Segue-se uma descrição vivacíssima:
“Dada a autorização, rompe imediatamente o tamborilar de um pequeno tambor para levar a nova aos indígenas reunidos nas moranças e com danças alusivas à cerimónia que se vai iniciar, os velhos regressam à tabanca. Toda a noite se ouve o barulho do “ẽbõbor” (tambor grande, anunciando às tabancas distantes a realização do fanado, convidando os jovens a virem alegrar com a sua presença a grande festa. Rompe a aurora e principia a concentração da turba nas proximidades da tabanca onde se realiza o fanado. A falange engrossa rapidamente e os assistentes vão-se aquecendo, não só pela ação do calor que sufoca, mas também pela do álcool. O mestre-cerimónia dá o sinal para se fazer a concentração geral.

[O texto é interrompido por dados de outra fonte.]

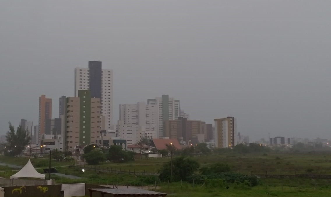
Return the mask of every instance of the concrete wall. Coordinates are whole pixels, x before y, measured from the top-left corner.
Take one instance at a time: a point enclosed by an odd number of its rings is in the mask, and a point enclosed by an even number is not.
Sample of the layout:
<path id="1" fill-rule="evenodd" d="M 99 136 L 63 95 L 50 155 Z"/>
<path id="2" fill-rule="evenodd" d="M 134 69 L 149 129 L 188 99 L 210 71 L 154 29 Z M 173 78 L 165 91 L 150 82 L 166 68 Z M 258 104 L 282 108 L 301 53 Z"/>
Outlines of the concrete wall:
<path id="1" fill-rule="evenodd" d="M 38 185 L 39 186 L 39 185 Z M 20 188 L 20 186 L 4 187 L 5 189 L 4 197 L 53 197 L 61 196 L 61 184 L 52 185 L 41 185 L 42 187 L 47 187 L 48 191 L 46 193 L 42 193 L 37 188 L 37 186 L 25 186 L 25 189 L 22 188 L 22 193 L 15 192 L 12 193 L 12 190 L 15 188 Z"/>
<path id="2" fill-rule="evenodd" d="M 88 196 L 90 195 L 90 191 L 88 190 L 89 189 L 103 189 L 105 188 L 113 188 L 113 186 L 112 186 L 111 187 L 110 187 L 105 186 L 85 183 L 85 195 Z M 107 196 L 107 195 L 105 196 Z M 101 195 L 100 192 L 93 192 L 93 197 L 101 197 Z"/>
<path id="3" fill-rule="evenodd" d="M 9 179 L 0 178 L 0 186 L 16 186 L 17 185 L 45 185 L 46 181 L 42 179 Z"/>

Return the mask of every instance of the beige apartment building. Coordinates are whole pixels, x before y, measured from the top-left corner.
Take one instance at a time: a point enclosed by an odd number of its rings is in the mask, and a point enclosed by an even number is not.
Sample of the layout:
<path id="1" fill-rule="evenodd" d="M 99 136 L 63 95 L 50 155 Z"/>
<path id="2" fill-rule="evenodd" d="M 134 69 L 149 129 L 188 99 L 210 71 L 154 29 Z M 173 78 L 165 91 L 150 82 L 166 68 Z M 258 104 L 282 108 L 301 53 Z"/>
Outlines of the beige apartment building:
<path id="1" fill-rule="evenodd" d="M 100 99 L 91 98 L 89 91 L 78 90 L 78 97 L 67 98 L 66 102 L 66 150 L 96 143 L 102 129 Z"/>
<path id="2" fill-rule="evenodd" d="M 236 120 L 232 116 L 216 118 L 215 122 L 215 146 L 233 148 L 236 145 Z"/>
<path id="3" fill-rule="evenodd" d="M 36 143 L 40 144 L 41 136 L 45 133 L 46 119 L 51 118 L 52 98 L 46 98 L 45 95 L 41 95 L 39 97 L 39 116 L 38 133 L 36 136 Z"/>

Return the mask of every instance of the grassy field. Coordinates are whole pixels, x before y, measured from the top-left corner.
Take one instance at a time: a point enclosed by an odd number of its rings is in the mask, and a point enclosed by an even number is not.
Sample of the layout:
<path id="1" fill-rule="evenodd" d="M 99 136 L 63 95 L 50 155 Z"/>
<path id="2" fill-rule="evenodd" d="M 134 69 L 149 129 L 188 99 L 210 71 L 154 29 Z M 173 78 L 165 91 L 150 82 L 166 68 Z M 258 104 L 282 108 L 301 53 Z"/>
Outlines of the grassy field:
<path id="1" fill-rule="evenodd" d="M 331 174 L 331 154 L 224 154 L 194 157 L 201 167 L 216 162 L 227 164 L 233 171 L 246 174 L 295 174 L 309 173 Z M 127 163 L 105 163 L 90 167 L 116 169 L 123 171 L 157 172 L 170 158 L 149 158 Z M 83 166 L 83 167 L 84 167 Z"/>
<path id="2" fill-rule="evenodd" d="M 48 167 L 49 165 L 49 161 L 48 158 L 34 158 L 24 157 L 9 157 L 0 155 L 0 162 L 22 166 L 25 165 L 29 159 L 31 160 L 31 163 L 35 167 Z M 52 160 L 51 165 L 53 166 L 68 165 L 71 165 L 74 163 L 74 162 L 55 162 Z M 4 166 L 2 166 L 6 167 Z M 1 166 L 0 165 L 0 168 L 1 167 Z"/>
<path id="3" fill-rule="evenodd" d="M 0 156 L 0 162 L 23 166 L 28 158 L 14 158 Z M 313 174 L 331 174 L 331 154 L 312 153 L 307 154 L 276 154 L 274 153 L 250 154 L 226 154 L 194 157 L 194 159 L 201 167 L 207 166 L 216 162 L 227 164 L 232 170 L 241 173 L 250 174 L 294 174 L 307 173 Z M 327 179 L 304 178 L 260 179 L 259 185 L 251 187 L 242 184 L 229 185 L 228 189 L 223 187 L 209 188 L 203 184 L 194 185 L 192 183 L 183 182 L 170 183 L 160 182 L 156 176 L 144 176 L 134 174 L 99 173 L 99 167 L 108 168 L 117 170 L 120 168 L 131 172 L 157 171 L 170 158 L 150 158 L 117 163 L 105 162 L 96 166 L 90 165 L 96 170 L 86 170 L 83 172 L 80 166 L 69 167 L 63 166 L 72 164 L 70 162 L 52 162 L 52 166 L 56 166 L 61 173 L 81 177 L 81 179 L 73 179 L 52 175 L 52 178 L 58 183 L 85 182 L 92 184 L 112 185 L 128 185 L 141 186 L 144 188 L 154 190 L 154 182 L 156 181 L 159 191 L 169 194 L 174 197 L 190 196 L 327 196 L 331 193 L 331 180 Z M 45 159 L 31 159 L 36 168 L 47 167 L 48 160 Z M 82 166 L 84 167 L 84 165 Z M 87 167 L 85 166 L 85 167 Z M 8 177 L 16 172 L 6 166 L 0 166 L 0 176 Z M 307 172 L 307 170 L 311 171 Z M 42 173 L 42 169 L 37 170 Z M 47 176 L 48 177 L 48 176 Z"/>

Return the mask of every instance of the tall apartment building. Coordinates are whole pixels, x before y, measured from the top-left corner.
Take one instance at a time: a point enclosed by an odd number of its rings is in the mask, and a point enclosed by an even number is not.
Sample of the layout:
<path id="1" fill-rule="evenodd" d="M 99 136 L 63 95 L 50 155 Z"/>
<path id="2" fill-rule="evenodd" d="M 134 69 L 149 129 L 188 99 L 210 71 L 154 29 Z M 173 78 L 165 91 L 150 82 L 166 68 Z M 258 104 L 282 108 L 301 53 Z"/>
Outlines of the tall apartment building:
<path id="1" fill-rule="evenodd" d="M 46 98 L 45 95 L 39 97 L 39 127 L 36 142 L 40 144 L 41 136 L 45 133 L 46 119 L 52 118 L 52 98 Z"/>
<path id="2" fill-rule="evenodd" d="M 177 120 L 167 120 L 165 122 L 164 137 L 177 138 L 180 142 L 188 144 L 193 137 L 199 142 L 204 142 L 206 135 L 206 122 L 201 120 L 188 120 L 179 117 Z"/>
<path id="3" fill-rule="evenodd" d="M 215 148 L 232 148 L 237 145 L 236 119 L 233 116 L 214 119 Z"/>
<path id="4" fill-rule="evenodd" d="M 214 131 L 212 124 L 208 124 L 206 125 L 206 141 L 210 142 L 211 140 L 214 139 Z"/>
<path id="5" fill-rule="evenodd" d="M 49 118 L 46 119 L 45 134 L 55 135 L 61 135 L 62 133 L 61 118 Z"/>
<path id="6" fill-rule="evenodd" d="M 179 114 L 179 116 L 182 118 L 184 118 L 188 120 L 190 119 L 190 115 L 188 113 L 186 113 L 184 112 L 184 110 L 181 110 Z"/>
<path id="7" fill-rule="evenodd" d="M 101 99 L 102 126 L 107 130 L 113 123 L 113 70 L 102 69 L 101 61 L 89 61 L 88 68 L 75 69 L 75 97 L 79 90 L 90 90 L 91 98 Z"/>
<path id="8" fill-rule="evenodd" d="M 126 140 L 127 146 L 134 144 L 144 137 L 144 128 L 135 124 L 124 124 L 123 121 L 118 121 L 116 137 Z M 126 148 L 126 147 L 125 147 Z"/>
<path id="9" fill-rule="evenodd" d="M 121 123 L 138 125 L 144 131 L 142 137 L 157 138 L 158 122 L 156 105 L 146 105 L 143 102 L 136 104 L 120 104 L 119 112 L 118 119 Z"/>
<path id="10" fill-rule="evenodd" d="M 37 125 L 33 126 L 33 134 L 31 139 L 31 144 L 38 144 L 38 139 L 39 136 L 38 136 L 38 132 L 39 127 Z"/>
<path id="11" fill-rule="evenodd" d="M 91 98 L 88 90 L 78 90 L 77 97 L 66 99 L 64 122 L 66 132 L 63 139 L 65 150 L 72 151 L 76 145 L 95 143 L 101 130 L 101 101 Z"/>
<path id="12" fill-rule="evenodd" d="M 157 138 L 165 136 L 164 123 L 168 120 L 176 120 L 180 117 L 180 107 L 179 100 L 169 98 L 168 95 L 163 95 L 161 97 L 148 99 L 148 105 L 156 105 L 157 114 L 157 120 L 158 128 Z"/>

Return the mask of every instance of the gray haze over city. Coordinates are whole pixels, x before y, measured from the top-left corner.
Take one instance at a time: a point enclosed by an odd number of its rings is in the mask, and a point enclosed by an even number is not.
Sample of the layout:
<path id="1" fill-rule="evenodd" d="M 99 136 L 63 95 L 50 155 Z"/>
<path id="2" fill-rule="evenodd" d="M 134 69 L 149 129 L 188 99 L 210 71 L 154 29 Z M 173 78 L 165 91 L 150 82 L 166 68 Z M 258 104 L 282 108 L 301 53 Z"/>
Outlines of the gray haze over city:
<path id="1" fill-rule="evenodd" d="M 331 1 L 1 1 L 0 134 L 73 96 L 74 69 L 114 71 L 118 105 L 162 94 L 190 119 L 235 116 L 250 141 L 330 138 Z"/>

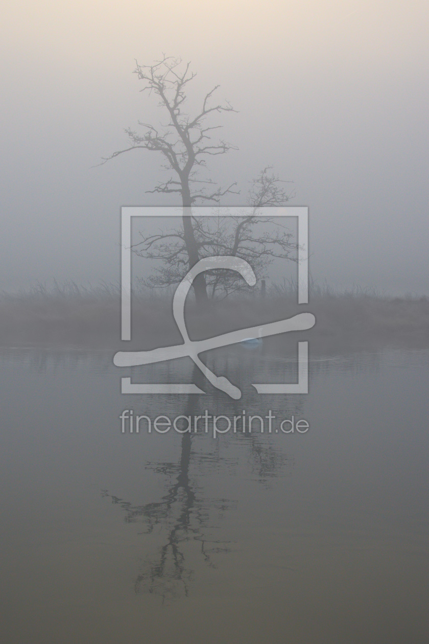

Começa a marcha e centenas de indígenas lançam-se em correria desenfreada, parecendo à primeira vista que se trata de um ataque guerreiro, pois quase todos os do sexo masculino ostentam espadas e cacetes. O grupo dos futuros circuncisos esforça-se por abrir caminho a fim de se dirigir para o porto ou bolanha mais próximos, onde besuntam o corpo com lama. Em correria louca e entoando cânticos variados, os blufos regressam à tabanca, formando grupos separados, para que cada um possa mostrar o seu valor. Continua nos arredores da tabanca o barulho ensurdecedor dos tambores, misturado com milhares de vozes e com a gritaria infernal dos mais alcoolizados. O sol vai declinando e, enquanto os futuros circuncisos se reúnem na tabanca para tomarem a última refeição ainda como blufos e receberem as mezinhas para os proteger contra os feiticeiros durante a permanência na barraca, a multidão alegra-se cada vez mais, chegando a tomar o aspeto de verdadeira orgia. Todos estão em maior ou menor grau sobre a ação etilisante do álcool”.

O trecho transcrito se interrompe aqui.